Hukuk Bölümü         2011/38 E.  ,  2011/151 K.
"İçtihat Metni"Adalet Bakanlığı Bilgi İşlem Dairesi Başkanlığınca hazırlanmıştır. İzinsiz olarak kopyalanması ve dağıtılması hukuki sorumluluk gerektirir.

            Davacı            : F.T.

            Vekili              : Av. G. Ç.E.

            Davalı             : Altındağ Belediye Başkanlığı

            Vekili              : Av. A..A

             O L A Y          : Ankara İli, Alemdağ Mahallesi, 3455 ada, 28 sayılı parsel de bulunan binanın imar yolu üzerinde kaldığı, 23.2.2005 gün ve 120 sayılı Belediye Encümeni kararı ile yıktırılmasına karar verildiği ve davalı idare tarafından boşalttırıldıktan sonra kamulaştırmasız el atma yoluyla yıkılması nedeni ile, fazlaya ilişkin talep ve dava hakkı saklı kalmak kaydı ile Ankara 16. Asliye Hukuk Mahkemesinin E:2009/22 sayılı dosyası ile dava açmıştır. Ankara 16. As.H. Mahkemesi, 2009/280 E ve 23.7.2009 T.li kararında; “Kamulaştırma Kanunun 26.5.2004 T. ve 5177 sayılı kanunla değiştirilen 19. maddesi gereğince davacının gecekondunun levazım bedelini talep etme hakkı vardır. Bilirkişi raporuna göre gecekondunun levazım bedeli, 60.304,66TL olup; davacıya, davalı tarafından enkaz bedeli olarak verilen 25.000 TL sının, dava tarihindeki güncelleşmiş değeri olan, 32.421,65T mahsup edildiğinde; davacının davalıdan, 60.304,66TL -32.421,65TL= 27.883,01 TL talep etme hakkı bulunmaktadır. Ancak taleple bağlı kalınarak 10.000 TL tahsiline karar verilmesi gerekir” demiştir. Bu karar, Yargıtay 5. H.D.sinin 22.3.2010 T. ve 2009/18134E, 2010/4614K. sayılı kararı ile onanmıştır. Söz konusu davada, fazlaya ait talep ve dava hakları saklı tutulduğundan; müvekkilinin kamulaştırmaksızın el atma ile, idare tarafından evi yıkılmış olduğundan, iş bu dava ile, 17.883 TL sı daha talep edilmek üzere ilk dava tarihinden itibaren yasal faiziyle birlikte tazmini istemiyle yine adli yargı yerinde dava açılmıştır.
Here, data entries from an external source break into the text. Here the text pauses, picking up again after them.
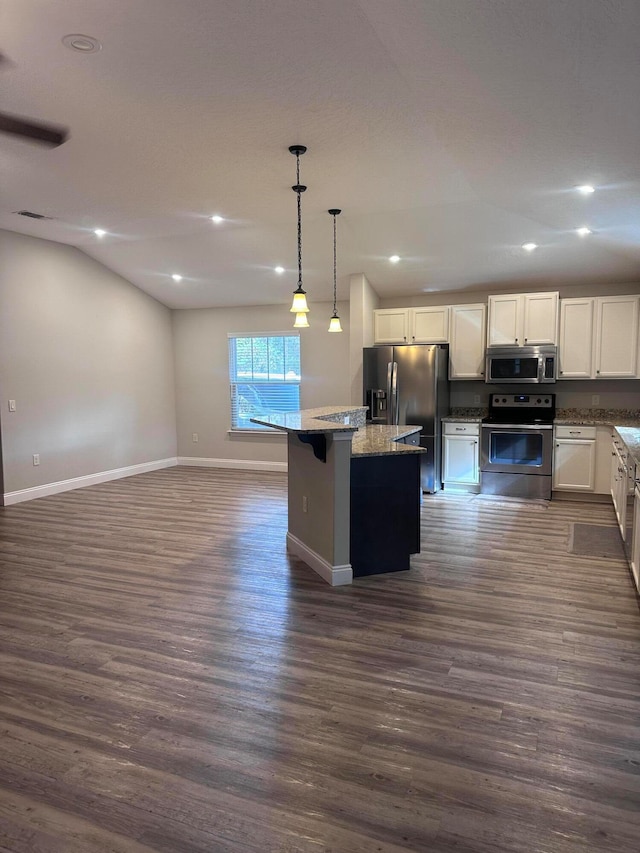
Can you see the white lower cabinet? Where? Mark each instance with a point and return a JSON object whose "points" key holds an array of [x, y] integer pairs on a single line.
{"points": [[461, 455], [574, 458]]}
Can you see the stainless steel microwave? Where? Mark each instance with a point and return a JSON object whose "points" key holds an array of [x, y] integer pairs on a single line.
{"points": [[521, 365]]}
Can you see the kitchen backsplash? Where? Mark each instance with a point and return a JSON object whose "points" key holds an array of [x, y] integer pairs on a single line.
{"points": [[609, 394]]}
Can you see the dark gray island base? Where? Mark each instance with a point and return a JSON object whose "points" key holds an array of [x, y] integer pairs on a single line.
{"points": [[353, 492], [385, 513]]}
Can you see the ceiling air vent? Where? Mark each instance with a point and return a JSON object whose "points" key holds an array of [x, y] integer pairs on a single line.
{"points": [[31, 214]]}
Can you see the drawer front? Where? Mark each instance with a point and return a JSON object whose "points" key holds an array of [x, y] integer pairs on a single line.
{"points": [[576, 432], [461, 429]]}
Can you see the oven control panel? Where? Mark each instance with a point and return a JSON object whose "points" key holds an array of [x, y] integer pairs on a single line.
{"points": [[522, 401]]}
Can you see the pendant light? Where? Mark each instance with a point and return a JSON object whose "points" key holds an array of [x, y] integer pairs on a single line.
{"points": [[334, 323], [299, 305]]}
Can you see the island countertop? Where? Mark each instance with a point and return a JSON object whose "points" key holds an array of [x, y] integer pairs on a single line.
{"points": [[322, 419], [368, 439], [382, 440]]}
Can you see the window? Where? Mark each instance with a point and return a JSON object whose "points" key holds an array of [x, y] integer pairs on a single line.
{"points": [[264, 374]]}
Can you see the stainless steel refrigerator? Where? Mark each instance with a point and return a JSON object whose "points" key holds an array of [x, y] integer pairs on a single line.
{"points": [[410, 385]]}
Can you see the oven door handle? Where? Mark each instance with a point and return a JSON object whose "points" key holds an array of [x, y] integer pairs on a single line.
{"points": [[527, 427]]}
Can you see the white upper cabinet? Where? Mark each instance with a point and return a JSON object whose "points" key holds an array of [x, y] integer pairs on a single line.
{"points": [[391, 326], [467, 341], [504, 320], [575, 349], [616, 338], [429, 325], [523, 319]]}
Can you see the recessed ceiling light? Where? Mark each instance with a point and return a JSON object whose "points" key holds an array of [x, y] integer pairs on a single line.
{"points": [[83, 44]]}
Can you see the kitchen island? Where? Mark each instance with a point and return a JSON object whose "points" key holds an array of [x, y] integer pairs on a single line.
{"points": [[353, 491]]}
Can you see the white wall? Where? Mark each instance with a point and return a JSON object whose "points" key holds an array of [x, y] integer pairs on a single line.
{"points": [[202, 376], [88, 359]]}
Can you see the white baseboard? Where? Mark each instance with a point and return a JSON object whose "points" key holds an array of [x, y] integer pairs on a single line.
{"points": [[334, 575], [88, 480], [238, 464]]}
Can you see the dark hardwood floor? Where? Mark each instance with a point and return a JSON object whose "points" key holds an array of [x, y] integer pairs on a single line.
{"points": [[171, 681]]}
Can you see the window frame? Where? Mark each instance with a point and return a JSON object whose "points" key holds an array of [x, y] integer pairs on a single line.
{"points": [[273, 387]]}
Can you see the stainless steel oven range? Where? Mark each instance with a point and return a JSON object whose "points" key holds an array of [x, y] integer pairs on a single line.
{"points": [[516, 445]]}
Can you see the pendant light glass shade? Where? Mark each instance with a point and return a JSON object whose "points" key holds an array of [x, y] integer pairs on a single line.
{"points": [[299, 305], [334, 322]]}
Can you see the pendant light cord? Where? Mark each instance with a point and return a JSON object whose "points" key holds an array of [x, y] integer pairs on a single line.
{"points": [[298, 190], [334, 263]]}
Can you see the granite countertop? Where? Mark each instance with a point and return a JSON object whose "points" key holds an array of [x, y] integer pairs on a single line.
{"points": [[598, 417], [322, 419], [381, 440]]}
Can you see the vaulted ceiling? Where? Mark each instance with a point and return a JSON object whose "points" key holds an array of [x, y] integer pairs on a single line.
{"points": [[449, 132]]}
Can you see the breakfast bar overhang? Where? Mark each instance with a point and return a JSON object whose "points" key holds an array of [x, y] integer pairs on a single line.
{"points": [[353, 491]]}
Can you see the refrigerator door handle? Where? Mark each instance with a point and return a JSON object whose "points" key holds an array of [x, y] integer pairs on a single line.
{"points": [[394, 393]]}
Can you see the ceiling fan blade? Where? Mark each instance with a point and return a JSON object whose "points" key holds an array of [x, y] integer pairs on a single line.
{"points": [[44, 133]]}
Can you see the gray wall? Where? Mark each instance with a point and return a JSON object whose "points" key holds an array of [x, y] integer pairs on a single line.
{"points": [[463, 297], [362, 300], [202, 375], [88, 359]]}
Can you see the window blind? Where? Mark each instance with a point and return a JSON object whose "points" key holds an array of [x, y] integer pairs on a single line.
{"points": [[264, 376]]}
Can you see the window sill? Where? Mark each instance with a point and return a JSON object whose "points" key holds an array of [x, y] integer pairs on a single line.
{"points": [[265, 433]]}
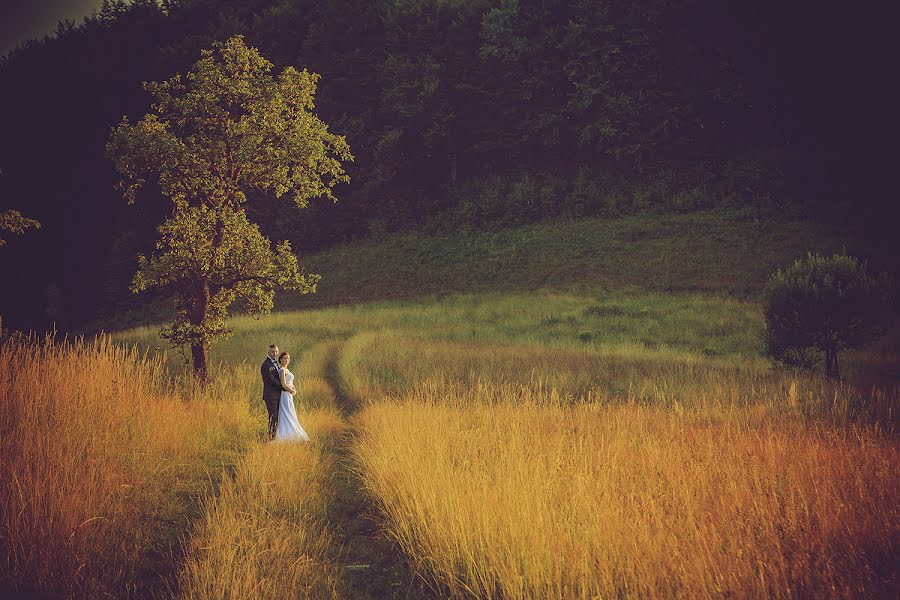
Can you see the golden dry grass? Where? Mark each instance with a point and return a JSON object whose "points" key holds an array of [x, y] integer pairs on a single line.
{"points": [[99, 456], [511, 492], [264, 536]]}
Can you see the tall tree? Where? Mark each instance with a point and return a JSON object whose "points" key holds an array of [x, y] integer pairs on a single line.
{"points": [[230, 129]]}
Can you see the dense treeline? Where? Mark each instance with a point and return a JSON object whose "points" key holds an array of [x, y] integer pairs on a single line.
{"points": [[459, 113]]}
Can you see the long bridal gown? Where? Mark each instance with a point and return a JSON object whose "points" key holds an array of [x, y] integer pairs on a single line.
{"points": [[289, 429]]}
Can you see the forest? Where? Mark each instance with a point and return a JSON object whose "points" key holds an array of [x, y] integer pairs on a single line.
{"points": [[461, 115]]}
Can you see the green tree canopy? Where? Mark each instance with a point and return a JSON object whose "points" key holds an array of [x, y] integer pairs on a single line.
{"points": [[12, 221], [227, 128]]}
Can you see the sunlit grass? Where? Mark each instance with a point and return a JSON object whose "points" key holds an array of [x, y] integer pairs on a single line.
{"points": [[264, 535], [498, 490], [102, 463]]}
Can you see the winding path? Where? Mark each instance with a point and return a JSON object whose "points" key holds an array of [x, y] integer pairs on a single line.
{"points": [[373, 565]]}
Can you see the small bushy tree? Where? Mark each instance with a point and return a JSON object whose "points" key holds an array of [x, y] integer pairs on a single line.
{"points": [[12, 221], [820, 306]]}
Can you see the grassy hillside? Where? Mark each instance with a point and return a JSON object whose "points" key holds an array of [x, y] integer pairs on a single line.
{"points": [[717, 251]]}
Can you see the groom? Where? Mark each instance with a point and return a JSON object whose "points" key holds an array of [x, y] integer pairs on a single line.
{"points": [[271, 388]]}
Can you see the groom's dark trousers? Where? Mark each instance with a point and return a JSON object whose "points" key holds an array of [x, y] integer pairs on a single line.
{"points": [[271, 393]]}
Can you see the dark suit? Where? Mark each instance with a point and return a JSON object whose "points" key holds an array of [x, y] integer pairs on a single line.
{"points": [[271, 392]]}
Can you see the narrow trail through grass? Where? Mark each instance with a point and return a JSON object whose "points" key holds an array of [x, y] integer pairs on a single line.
{"points": [[373, 565]]}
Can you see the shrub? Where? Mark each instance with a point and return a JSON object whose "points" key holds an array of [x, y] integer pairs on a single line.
{"points": [[819, 306]]}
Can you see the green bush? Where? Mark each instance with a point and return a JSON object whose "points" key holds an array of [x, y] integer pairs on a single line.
{"points": [[820, 306]]}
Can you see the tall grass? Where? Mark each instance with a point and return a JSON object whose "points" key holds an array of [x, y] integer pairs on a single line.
{"points": [[265, 534], [102, 460], [512, 492], [376, 364]]}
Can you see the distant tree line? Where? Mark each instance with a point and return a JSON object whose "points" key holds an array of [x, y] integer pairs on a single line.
{"points": [[539, 106]]}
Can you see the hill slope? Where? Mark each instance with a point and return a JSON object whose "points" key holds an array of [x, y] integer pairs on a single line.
{"points": [[715, 251]]}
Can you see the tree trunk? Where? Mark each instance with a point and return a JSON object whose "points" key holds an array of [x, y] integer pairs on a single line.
{"points": [[831, 367], [200, 348], [200, 354]]}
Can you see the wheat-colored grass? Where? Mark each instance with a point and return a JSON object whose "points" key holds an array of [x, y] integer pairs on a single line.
{"points": [[99, 456], [265, 536], [512, 492]]}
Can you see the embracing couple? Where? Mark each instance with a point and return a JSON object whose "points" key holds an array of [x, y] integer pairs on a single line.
{"points": [[278, 394]]}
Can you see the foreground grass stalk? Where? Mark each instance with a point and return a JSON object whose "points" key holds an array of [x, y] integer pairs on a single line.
{"points": [[264, 536], [506, 492], [101, 464]]}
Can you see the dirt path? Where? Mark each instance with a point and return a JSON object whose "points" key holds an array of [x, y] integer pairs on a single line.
{"points": [[373, 565]]}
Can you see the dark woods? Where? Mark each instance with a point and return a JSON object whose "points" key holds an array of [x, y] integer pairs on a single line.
{"points": [[461, 114]]}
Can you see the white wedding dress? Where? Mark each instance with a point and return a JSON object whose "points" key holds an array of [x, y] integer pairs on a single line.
{"points": [[289, 429]]}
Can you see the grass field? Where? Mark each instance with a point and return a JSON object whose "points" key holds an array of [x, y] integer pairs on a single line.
{"points": [[574, 409], [103, 460]]}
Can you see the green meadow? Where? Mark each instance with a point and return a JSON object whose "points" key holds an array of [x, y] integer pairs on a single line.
{"points": [[419, 350]]}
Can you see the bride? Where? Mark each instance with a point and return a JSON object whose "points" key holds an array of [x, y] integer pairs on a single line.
{"points": [[289, 429]]}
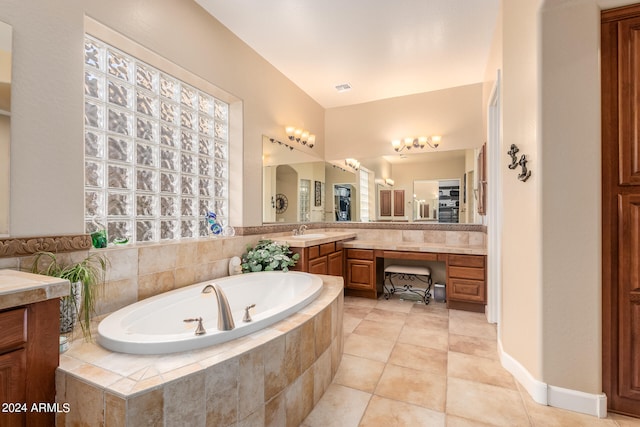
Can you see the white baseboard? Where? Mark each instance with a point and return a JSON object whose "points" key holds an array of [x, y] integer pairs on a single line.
{"points": [[558, 397]]}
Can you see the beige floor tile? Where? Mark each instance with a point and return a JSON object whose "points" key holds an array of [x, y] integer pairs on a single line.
{"points": [[396, 304], [356, 311], [360, 302], [359, 373], [471, 324], [425, 337], [485, 403], [387, 331], [423, 358], [383, 412], [339, 407], [427, 319], [473, 345], [435, 308], [624, 421], [479, 369], [368, 347], [413, 386], [455, 421], [386, 316], [349, 323], [547, 416]]}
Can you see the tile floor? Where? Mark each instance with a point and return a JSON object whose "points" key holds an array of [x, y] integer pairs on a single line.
{"points": [[397, 372]]}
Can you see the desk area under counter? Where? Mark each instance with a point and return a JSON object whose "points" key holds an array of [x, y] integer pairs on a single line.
{"points": [[465, 268]]}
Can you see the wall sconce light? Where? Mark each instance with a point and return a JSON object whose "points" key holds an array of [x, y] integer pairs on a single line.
{"points": [[352, 163], [419, 142], [300, 136], [275, 141]]}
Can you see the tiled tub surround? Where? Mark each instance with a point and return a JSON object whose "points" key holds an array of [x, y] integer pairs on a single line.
{"points": [[273, 377], [140, 271]]}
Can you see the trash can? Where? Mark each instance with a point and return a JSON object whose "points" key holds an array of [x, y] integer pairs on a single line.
{"points": [[439, 292]]}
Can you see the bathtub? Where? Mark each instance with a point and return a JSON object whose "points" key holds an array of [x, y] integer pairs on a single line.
{"points": [[156, 325]]}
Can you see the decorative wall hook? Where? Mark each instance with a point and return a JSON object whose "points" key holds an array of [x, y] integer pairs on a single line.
{"points": [[514, 159], [525, 174]]}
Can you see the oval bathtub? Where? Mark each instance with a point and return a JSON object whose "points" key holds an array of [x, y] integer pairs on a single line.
{"points": [[156, 325]]}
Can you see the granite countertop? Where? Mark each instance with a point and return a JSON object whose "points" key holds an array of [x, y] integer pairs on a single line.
{"points": [[20, 288], [313, 237], [416, 247]]}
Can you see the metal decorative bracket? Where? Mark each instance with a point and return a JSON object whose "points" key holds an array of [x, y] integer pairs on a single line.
{"points": [[514, 159], [525, 174]]}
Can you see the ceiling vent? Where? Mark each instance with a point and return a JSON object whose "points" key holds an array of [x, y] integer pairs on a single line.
{"points": [[343, 87]]}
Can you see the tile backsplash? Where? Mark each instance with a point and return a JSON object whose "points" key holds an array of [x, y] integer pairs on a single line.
{"points": [[140, 271]]}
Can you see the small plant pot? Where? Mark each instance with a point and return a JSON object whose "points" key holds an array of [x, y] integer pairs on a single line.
{"points": [[70, 307]]}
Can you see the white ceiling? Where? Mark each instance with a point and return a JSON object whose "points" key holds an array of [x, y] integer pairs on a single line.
{"points": [[382, 48]]}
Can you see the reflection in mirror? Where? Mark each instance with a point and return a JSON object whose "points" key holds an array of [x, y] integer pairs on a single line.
{"points": [[293, 184], [413, 194], [5, 124]]}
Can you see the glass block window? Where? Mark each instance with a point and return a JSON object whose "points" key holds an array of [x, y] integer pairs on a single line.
{"points": [[364, 194], [305, 200], [156, 150]]}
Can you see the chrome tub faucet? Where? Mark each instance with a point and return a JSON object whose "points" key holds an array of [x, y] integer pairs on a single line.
{"points": [[225, 318]]}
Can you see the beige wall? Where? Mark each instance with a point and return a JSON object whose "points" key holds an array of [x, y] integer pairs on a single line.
{"points": [[47, 146], [521, 281], [366, 130], [551, 303], [551, 278], [570, 195]]}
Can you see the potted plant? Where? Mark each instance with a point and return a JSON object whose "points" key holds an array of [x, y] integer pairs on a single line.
{"points": [[268, 255], [85, 276]]}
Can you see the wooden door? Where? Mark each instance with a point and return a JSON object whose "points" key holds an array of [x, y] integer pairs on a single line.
{"points": [[621, 208], [385, 202], [398, 202]]}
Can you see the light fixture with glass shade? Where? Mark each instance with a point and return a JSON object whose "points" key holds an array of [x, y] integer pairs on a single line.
{"points": [[419, 142]]}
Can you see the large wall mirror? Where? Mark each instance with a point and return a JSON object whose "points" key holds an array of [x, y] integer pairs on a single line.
{"points": [[5, 125], [435, 187]]}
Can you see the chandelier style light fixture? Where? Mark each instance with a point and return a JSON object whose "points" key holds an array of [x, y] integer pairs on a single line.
{"points": [[419, 142], [352, 163], [300, 136]]}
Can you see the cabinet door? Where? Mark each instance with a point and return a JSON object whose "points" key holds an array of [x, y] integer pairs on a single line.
{"points": [[466, 290], [318, 265], [334, 262], [13, 367], [398, 202], [360, 274]]}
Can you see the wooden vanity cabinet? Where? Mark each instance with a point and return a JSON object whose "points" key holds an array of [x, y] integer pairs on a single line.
{"points": [[360, 274], [466, 285], [326, 258], [29, 356]]}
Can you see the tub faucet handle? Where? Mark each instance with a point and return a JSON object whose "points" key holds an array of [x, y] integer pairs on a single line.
{"points": [[247, 316], [199, 329]]}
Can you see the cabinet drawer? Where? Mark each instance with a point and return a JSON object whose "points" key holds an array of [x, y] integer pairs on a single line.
{"points": [[466, 290], [360, 254], [314, 252], [318, 265], [13, 325], [466, 273], [327, 248], [360, 274], [467, 260]]}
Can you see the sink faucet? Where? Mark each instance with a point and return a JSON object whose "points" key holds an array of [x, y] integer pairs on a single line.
{"points": [[225, 319]]}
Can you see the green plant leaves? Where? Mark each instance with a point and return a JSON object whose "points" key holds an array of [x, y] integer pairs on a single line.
{"points": [[268, 255]]}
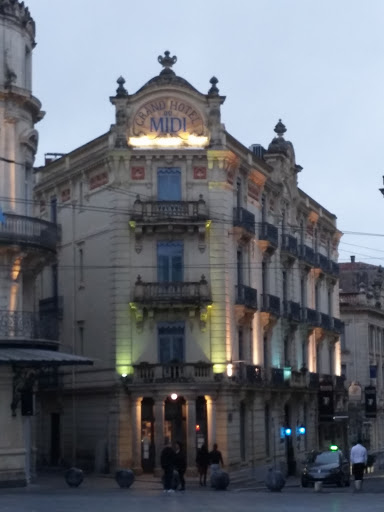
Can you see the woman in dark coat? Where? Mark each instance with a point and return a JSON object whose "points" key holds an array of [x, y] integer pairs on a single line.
{"points": [[180, 464], [202, 461]]}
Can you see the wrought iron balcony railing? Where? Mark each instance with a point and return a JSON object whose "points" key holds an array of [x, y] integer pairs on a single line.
{"points": [[311, 317], [172, 292], [246, 296], [307, 254], [244, 219], [322, 262], [326, 322], [18, 229], [270, 304], [25, 325], [292, 310], [337, 325], [170, 211], [172, 372], [289, 244], [270, 233]]}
Davalı idare vekili cevap dilekçelerinde görev itirazında bulunmuştur.

ANKARA 3. ASLİYE  HUKUK MAHKEMESİ; 21.10.2010 gün ve E:2010/176 sayı ile, davalı vekilinin görev itirazının reddine karar vermiştir.

Davalı Belediye Başkanlığı vekilince süresinde verilen dilekçe ile, idari yargı yararına olumlu görev uyuşmazlığı çıkarılması istemiyle başvuruda bulunulması üzerine dilekçe ve dava dosyası Danıştay Başsavcılığına gönderilmiştir.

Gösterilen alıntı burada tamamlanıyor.